Crossing over the Salt River in Missouri

The Union Covered Bridge State Historic Site is a Missouri State Historic Site in Monroe County, Missouri. The covered bridge is a Burr-arch truss structure built in 1871 over the Elk Fork of the Salt River. It was almost lost to neglect in the 1960s, but was added to the state park system in 1967, the same year it was damaged by a flood. Repairs were made the next year, using timbers salvaged from another covered bridge that had been destroyed by the same flood. In 1970, it was closed to vehicular traffic and was added to the National Register of Historic Places. Further repairs were made in 1988, and it survived the Great Flood of 1993, only to be damaged by another flood in 2008 and later re-repaired. It is about 120 ft or 125 ft long, 12 ft high, and 17.5 ft wide.

==History==
The Monroe County government gave permission for bridge construction over the Elk Fork of the Salt River on April 8, 1870, after two previous bridges at the site had failed. Union Covered Bridge, named after the nearby Union Church, was then constructed in 1871 using locally sourced oak wood, opening on September 17. It is about 120 ft or 125 ft long with a height of 12 ft and width of 17.5 ft and was originally on the road between Paris and Fayette. Joseph Elliott was the builder. Construction originally cost $5,500.

Locals raised $1,000 to preserve the bridge in 1961, but in the late 1960s, the bridge was almost a victim of neglect. In 1967, the bridge was damaged by a flood, with parts of the bridge's siding being swept away. Earlier that year, the Missouri General Assembly had passed a law to bring all remaining covered bridges into the state into the state parks system. It was later repaired using salvaged timbers from the Mexico Covered Bridge, which had been destroyed in the same flood. Further restoration occurred in 1968, at a cost of $25,000. It was closed to vehicular traffic in 1970 after it was damaged, likely by a truck bearing a heavy load that had detoured away from a low-water crossing. The bridge was listed on the National Register of Historic Places on June 15, 1970. Repairs were made in 1988, and it survived flooding during the Great Flood of 1993.

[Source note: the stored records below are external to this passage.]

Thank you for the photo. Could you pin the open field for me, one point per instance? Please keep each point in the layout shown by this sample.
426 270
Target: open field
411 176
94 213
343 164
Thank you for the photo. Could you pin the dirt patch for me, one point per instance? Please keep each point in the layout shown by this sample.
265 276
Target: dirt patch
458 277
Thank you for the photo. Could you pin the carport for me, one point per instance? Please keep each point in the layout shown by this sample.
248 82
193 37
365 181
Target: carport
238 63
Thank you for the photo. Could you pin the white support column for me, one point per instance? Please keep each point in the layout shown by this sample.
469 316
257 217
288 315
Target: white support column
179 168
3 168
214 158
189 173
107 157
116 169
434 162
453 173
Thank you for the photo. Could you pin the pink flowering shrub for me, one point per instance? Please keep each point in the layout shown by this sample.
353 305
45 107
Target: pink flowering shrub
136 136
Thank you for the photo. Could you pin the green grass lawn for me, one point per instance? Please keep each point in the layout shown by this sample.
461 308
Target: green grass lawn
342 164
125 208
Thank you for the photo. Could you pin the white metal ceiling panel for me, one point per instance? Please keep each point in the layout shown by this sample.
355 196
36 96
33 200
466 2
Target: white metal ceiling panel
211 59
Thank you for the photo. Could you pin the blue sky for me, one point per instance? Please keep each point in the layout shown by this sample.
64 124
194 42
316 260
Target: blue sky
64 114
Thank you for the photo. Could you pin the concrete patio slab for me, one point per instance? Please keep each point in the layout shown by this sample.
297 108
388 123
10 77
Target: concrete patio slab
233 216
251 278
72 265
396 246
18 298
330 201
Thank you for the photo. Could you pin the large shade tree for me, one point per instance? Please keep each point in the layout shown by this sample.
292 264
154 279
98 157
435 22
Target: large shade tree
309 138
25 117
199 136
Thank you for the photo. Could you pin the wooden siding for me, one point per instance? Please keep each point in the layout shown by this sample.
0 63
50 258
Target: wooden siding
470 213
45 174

A flood in 2008 damaged the bridge, with parts of the bridge's structure being knocked loose. In 2011, the state of Missouri received $145,000 from the federal government to repair 2008 flood damage at Union Covered Bridge and to do work at the Sandy Creek Covered Bridge. Restoration was completed in 2019. The site is sometimes used for weddings and baptisms. Site management is provided by Mark Twain State Park. The state historic site covers 1.24 acres and contains 0.2 miles of roadway. In 2020, it was visited by 30,570 people and had a budget of $4,680.

==Design==
The Union Covered Bridge is the only Burr-arch truss covered bridge still extant in Missouri; the other three covered bridges remaining in Missouri are examples of the Howe truss. The Burr design uses multiple king posts and an arch to support the bridge's truss. The Union Covered Bridge specifically has two arches on either side of the bridge. The design is slightly bowed to the upstream, which helps stabilize it in flood conditions. The bridge has been described as barn-like, and local legend claims that the appearance helped farm animals be more willing to cross it. In 1995, the interior was reported to be covered in graffiti. The components of the bridge are mainly held together with treenails, with only a few iron fasteners for additional support. The roof is covered with wood shingles. The bridge is oriented east-west.